1987-88 senesinde kocaelispor'la türkiye kupası'nda çeyrek finalde eşleştik. genelde hep şansımızın tuttuğu kocaelispor'a bu kez ilk maçta 3-1 yenilerek işmizi zora soktuk.
ikinci maç için doğrusunu söylemek gerekirse çok ümitli değildik. çünkü 1 sene önceki o güçlü kadrodan tam 8 kişiyi kaybetmiştik. ilk yarısını her şeye rağmen 1-0 önde kapattığımız maçta ikinci yarının başında bir gol yiyerek avantaımızı kaybettiğimizde her şeyin bittiğini düşünür olmuştuk. öyle ki bir ara maraton tribüne bakmıştık. insanlar stadı terk ediyorlardı.
maçlarda kader anları vardır ya. rakip takımın stoperi bir pozisyon sonrasında bizim oyuncua kafa atınca sahadan atılmamak için yere yatınca işin şekli değişiverdi. stoper fuat dakikalarca yerden kalkmadan boynu boyunca yatmıştı. o aralar bir de ahmet keloğlu sakatlanmış ve o da uzun bir süre yerden kalkmamıştı. maçın hakemi bu dakikaların hepsini maçın sonuna ekledi ve biz biri inkıta dakikalarında olmak üzere iki gol atarak maçı uzatmaya taşıdık.
maçın hakemiyle uzatma dakikalarında diyaloğumuz da bayağı ilerlemişiti. 120 dakikayı 3-1 bitirdiğimiz anda hakemin yanına giderek. "hocam mükemmel bir maç yönettiniz teşekkür ederiz" dedik. rahmetli mete erol gibi ben de penaltı kurtardığım için artık finaldeyiz diye düşünüyorduk. ama işin öyle olmadığı görülecekti.

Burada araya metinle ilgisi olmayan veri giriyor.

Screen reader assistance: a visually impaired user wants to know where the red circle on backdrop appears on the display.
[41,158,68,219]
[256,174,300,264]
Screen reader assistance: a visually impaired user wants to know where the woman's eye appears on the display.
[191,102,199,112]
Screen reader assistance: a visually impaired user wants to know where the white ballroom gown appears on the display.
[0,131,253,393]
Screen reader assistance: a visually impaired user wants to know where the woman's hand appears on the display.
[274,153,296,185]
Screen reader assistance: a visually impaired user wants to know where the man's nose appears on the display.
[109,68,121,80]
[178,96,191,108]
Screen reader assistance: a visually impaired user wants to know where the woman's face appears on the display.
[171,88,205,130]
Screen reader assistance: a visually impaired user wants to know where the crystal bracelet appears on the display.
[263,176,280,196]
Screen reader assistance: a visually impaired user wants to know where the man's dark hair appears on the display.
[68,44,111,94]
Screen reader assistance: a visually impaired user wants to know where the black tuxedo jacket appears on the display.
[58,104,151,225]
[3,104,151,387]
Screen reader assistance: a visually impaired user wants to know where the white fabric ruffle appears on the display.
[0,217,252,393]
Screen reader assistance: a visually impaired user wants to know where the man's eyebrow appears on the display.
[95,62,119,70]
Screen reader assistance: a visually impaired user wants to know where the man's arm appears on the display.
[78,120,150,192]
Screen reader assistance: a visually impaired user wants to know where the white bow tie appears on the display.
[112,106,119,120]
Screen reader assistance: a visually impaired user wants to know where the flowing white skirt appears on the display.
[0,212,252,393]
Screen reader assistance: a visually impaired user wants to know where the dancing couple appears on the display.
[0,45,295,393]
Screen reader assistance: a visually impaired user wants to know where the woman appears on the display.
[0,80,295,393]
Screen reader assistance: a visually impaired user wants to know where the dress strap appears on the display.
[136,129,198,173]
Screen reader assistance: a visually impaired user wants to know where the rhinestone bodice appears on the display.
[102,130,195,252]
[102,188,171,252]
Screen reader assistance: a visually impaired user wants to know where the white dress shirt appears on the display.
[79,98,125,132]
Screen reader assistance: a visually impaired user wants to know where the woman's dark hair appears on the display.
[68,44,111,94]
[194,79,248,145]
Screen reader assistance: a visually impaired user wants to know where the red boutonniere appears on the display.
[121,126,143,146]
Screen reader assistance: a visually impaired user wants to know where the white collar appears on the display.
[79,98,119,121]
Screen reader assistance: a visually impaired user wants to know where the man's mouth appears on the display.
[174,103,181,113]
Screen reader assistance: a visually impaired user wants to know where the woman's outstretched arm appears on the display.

ilk vuruşu bizden mete kullandı ve her zamanki gibi golü buldu. penaltılarda vuruştan önce çok oynayan ve rakibi şaşırtan bir kaleciydik. o bakımdan rakipler bizi her daim hakeme şikayet ederlerdi. topu penaltı noktasına ahmet keloğlu koydu. o koyar koymaz da hakem yanıma gelerek, "eğer bir adım atarsan penaltıyı tekrarlatacağım" dedi. ben sağa giderken top soldaydı.
- nasıl hakemsin sen? - hani demin tebrik ediyordun - tabi hocam yine ediyorum da. - eeee. - ya hiç olmazsa çizgide biraz müsaade et. - tamam ama öne çıkarsan tekrarlatırım. - söz hocam.
peş peşe iki penaltı kurtardım. ama hem erol, hem rahmetli muzaffer iki penaltıyı direğe nişanladılar ve beşer penaltı 3-3 tamamlandı. bu arada giden seyirciler ve bir o kadarı daha maça tekrar dönmüş ve stat tıklım tıklım dolmuştu.
6. penaltılarda karşılıklı gol. 7. penaltılarda karşılıklı gol. 8. penaltılarda karşılıklı gol. 9. penaltılarda karşılıklı gol.
olduktan sonra 10. penaltıda kocaelispor'dan mecburi topun başına kaleci göksel geldi. iyi bir kaleciydi, ama çok tecrübesizdi. onun avuta attığı topun ardından kaptan emin golü bulunca yarı finale çıkmış olduk.
işin garibi çok iyi penaltı kullanan oyuncularımız iki penaltıyı kaçırırken, gerçek manada kötü penaltı atan beş oyuncumuz da golü bulmuştu. asıl mesleği kasaplık olduğu halde iyi de bir santrfor olan buschman penaltısını gole çevirdikten sonra bizim kulübeye oturup diğer atıştarı oradan izlemişti.